What is it that is actually bothering you when it comes to change. For a start, there is the investment of your personality in the old situation. Now when you judge this is somehow lacking and changes have to be made, your personality will immediately start to defend the old situation, since your new judgment has automatically turned the old interpretation of the situation into a wrong one. There was somehow a judgment laid on the old situation, be it a 'good' one or a 'bad' or unpleasant one. And now your personality also pretends to know what the new situation should have to be like, he will not like it when he cannot determine how it should be, you will have to face the uncertain period between the old and the new, when the new situation has not settled, etc. So you can rest assured: change in this way will bring uncertainty, situations to get used to, things your personality will get grumpy about, which all in all will turn the whole process of change into an unpleasant series of events.

So you may want to consider to invite your inner Self into a situation where change is seen as the bringer of solutions. And if you start practicing on small issues, you can easily get the hang of it, and gain confidence in the process for when bigger issues are likely to occur.

  1. perceive what is going on

  2. notice your thoughts, ideas and feelings you are experiencing in the moment. You do not have to dig for them, or analyze or judge them, nor justify yourself. Simple perception will do.

  3. accept that your personality has these thoughts, ideas and feelings right at this moment. This is your starting point. 

  4. now briefly describe what you see as the problem: "I believe that he should be nice to me and he behaves terrible. I would like to have him know that".
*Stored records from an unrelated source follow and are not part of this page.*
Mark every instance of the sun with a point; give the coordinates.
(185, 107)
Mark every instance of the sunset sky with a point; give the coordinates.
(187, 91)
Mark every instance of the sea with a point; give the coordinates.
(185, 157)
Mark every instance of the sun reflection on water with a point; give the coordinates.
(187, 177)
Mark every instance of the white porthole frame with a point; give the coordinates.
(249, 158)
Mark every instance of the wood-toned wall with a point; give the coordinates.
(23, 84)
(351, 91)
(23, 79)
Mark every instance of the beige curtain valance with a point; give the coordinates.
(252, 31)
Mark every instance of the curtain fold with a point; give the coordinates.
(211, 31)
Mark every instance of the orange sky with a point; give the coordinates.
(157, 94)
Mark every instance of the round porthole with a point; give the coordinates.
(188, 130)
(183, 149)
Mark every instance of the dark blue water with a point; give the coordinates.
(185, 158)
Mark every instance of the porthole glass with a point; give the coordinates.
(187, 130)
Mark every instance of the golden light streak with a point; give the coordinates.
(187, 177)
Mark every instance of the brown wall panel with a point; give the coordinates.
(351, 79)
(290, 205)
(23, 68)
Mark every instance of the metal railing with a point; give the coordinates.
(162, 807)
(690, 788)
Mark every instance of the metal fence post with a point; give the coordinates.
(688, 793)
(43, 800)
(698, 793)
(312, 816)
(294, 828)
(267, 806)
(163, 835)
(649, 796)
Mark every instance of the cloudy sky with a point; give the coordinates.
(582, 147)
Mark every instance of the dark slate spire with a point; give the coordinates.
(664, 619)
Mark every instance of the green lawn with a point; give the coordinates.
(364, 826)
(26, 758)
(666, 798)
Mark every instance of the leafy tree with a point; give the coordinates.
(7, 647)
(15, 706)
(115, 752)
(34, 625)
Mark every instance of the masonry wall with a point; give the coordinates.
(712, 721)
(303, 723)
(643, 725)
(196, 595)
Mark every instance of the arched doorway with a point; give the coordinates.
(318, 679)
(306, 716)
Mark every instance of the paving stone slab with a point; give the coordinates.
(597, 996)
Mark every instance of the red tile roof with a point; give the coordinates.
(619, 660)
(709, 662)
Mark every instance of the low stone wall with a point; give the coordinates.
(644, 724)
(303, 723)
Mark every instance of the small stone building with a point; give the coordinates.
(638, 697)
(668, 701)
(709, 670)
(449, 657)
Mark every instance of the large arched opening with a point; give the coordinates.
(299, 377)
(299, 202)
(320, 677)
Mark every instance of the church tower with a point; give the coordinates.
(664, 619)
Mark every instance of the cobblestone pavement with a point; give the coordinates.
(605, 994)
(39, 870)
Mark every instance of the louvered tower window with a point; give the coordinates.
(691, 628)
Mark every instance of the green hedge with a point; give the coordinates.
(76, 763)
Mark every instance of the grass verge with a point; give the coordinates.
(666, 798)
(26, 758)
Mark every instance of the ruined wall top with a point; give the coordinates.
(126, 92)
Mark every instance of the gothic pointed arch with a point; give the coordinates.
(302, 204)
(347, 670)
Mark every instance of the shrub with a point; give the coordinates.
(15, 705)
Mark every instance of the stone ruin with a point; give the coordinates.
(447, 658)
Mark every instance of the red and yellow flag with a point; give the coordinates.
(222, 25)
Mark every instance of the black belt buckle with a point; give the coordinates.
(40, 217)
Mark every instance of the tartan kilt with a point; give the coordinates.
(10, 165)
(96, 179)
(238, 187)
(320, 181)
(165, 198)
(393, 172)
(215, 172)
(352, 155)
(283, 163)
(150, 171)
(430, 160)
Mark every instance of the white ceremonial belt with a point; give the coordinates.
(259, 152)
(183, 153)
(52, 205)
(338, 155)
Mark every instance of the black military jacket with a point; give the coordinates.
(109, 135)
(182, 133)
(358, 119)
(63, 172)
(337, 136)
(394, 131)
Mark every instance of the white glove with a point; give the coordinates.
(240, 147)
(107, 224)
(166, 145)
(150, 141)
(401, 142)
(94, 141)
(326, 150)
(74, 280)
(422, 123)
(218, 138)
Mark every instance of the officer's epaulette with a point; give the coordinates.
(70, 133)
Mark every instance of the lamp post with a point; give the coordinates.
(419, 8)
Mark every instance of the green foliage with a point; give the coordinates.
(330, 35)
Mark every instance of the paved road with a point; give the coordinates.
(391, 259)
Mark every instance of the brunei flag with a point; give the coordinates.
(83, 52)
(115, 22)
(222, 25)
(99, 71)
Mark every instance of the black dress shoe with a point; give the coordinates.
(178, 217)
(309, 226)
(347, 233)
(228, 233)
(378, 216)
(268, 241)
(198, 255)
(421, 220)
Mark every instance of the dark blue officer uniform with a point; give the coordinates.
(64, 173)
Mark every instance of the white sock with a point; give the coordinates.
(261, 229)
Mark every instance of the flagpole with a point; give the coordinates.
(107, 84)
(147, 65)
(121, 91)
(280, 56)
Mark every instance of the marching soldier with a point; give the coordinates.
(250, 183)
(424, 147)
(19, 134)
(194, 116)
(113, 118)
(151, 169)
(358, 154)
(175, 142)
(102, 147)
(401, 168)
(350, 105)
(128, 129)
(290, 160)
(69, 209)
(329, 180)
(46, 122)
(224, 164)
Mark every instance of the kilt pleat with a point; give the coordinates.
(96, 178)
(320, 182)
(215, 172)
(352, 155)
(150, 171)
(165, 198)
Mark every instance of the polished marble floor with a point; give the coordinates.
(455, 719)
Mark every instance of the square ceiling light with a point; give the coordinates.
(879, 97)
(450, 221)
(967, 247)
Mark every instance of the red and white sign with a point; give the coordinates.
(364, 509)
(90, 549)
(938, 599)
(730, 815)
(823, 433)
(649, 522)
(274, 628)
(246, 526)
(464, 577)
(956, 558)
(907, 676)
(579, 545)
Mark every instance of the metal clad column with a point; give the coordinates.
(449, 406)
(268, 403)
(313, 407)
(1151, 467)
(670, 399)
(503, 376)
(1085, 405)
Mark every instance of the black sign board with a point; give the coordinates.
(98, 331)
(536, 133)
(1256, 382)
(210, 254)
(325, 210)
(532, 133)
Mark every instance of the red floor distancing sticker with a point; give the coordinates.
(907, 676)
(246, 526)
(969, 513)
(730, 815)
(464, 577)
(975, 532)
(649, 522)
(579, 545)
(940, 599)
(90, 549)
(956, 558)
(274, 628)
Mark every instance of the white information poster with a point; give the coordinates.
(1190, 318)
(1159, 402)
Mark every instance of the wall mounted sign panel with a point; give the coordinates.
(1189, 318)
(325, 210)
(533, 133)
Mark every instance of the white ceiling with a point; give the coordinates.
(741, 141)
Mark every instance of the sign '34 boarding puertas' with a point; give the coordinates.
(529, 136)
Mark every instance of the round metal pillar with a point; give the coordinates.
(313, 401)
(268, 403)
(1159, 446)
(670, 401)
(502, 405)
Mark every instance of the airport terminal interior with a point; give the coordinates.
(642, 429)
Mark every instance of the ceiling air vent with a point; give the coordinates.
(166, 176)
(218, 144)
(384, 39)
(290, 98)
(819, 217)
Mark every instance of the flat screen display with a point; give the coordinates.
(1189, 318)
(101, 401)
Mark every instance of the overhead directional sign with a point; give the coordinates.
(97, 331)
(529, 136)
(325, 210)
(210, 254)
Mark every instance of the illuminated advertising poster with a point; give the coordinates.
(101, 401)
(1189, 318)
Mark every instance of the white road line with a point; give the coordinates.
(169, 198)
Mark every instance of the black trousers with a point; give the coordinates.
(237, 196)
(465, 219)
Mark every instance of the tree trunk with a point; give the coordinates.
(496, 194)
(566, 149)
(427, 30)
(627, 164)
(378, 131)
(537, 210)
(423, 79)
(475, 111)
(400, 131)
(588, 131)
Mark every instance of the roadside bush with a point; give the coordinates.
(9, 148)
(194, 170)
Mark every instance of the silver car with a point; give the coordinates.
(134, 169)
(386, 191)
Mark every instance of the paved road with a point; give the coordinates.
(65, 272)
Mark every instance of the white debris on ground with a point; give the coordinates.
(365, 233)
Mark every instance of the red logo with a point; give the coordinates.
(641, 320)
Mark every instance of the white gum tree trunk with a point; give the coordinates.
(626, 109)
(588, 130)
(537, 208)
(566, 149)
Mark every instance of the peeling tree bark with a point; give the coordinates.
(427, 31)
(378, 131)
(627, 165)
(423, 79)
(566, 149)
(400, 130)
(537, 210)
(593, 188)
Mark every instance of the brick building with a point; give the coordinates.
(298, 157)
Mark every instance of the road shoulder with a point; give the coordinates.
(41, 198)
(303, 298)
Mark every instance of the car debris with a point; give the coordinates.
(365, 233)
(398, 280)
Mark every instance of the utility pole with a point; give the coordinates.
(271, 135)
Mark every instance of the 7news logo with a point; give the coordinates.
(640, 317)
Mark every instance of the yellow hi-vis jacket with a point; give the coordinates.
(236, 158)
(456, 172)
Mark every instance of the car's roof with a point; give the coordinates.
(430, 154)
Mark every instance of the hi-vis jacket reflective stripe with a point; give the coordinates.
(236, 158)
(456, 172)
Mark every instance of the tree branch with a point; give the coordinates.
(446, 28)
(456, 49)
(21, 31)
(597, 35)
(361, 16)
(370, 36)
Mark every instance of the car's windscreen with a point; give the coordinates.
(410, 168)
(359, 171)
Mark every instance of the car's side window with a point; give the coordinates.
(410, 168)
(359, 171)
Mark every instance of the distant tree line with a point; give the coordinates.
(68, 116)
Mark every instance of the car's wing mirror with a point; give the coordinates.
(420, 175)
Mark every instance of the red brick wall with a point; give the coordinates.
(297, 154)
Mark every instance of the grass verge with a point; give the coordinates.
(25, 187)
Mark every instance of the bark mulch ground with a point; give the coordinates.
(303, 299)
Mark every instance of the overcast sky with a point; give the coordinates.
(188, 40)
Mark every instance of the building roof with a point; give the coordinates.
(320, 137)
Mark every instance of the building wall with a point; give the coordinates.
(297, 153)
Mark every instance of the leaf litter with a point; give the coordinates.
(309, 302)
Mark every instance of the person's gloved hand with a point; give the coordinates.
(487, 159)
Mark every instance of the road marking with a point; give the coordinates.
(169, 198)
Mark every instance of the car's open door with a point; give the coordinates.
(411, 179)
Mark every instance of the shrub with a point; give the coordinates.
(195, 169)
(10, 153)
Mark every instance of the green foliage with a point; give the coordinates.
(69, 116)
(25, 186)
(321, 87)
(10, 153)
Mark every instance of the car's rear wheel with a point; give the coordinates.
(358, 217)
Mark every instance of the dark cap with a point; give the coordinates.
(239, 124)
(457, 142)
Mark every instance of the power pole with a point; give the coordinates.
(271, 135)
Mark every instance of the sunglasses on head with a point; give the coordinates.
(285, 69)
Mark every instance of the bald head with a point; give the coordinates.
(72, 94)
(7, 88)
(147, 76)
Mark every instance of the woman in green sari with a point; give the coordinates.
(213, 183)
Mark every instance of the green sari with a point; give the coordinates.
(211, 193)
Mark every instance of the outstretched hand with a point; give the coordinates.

  5. again, accept that this is the problem as your personality sees it, then choose to remember that this does not automatically imply that this is a truth in itself, nor that the suggested reaction automatically is the one you have to carry out. Open your mind for other ways to look at this situation.

  6. then choose to no longer invest any energy in acting out the old response, and ask your inner Self to inspire you to deal with this situation in new ways. Accept the risk that people might overwhelm you, get all the power, your perceived needs are not met, and whatever objections your personality may come up with. 

  7. bring your attention inward, for example by taking a few deep breaths, go to the bathroom, have a drink, go for a little walk. Then vividly bring into your awareness the state of mind that you are really looking for as a result of this situation. You may want to help yourself here by making sure that you have some short sentences at hand to help you focus your awareness clearly.

  8. maybe you will notice some unpleasant feelings, resistance or fear. This is your personality who attempts to make you give up your investment in this new way, thus hoping that you will return to him and stop making him weaker. Do not oppose these, however, do not encourage this either, simply perceive it.

  9. and should you then feel like saying something or doing, then do as you feel inspired. If you do not feel anything at all, that's fine either. Maybe you will know later, maybe it turns out that you do not have to do or say anything at all. This is not about reacting, it is about your choice to use this for awareness.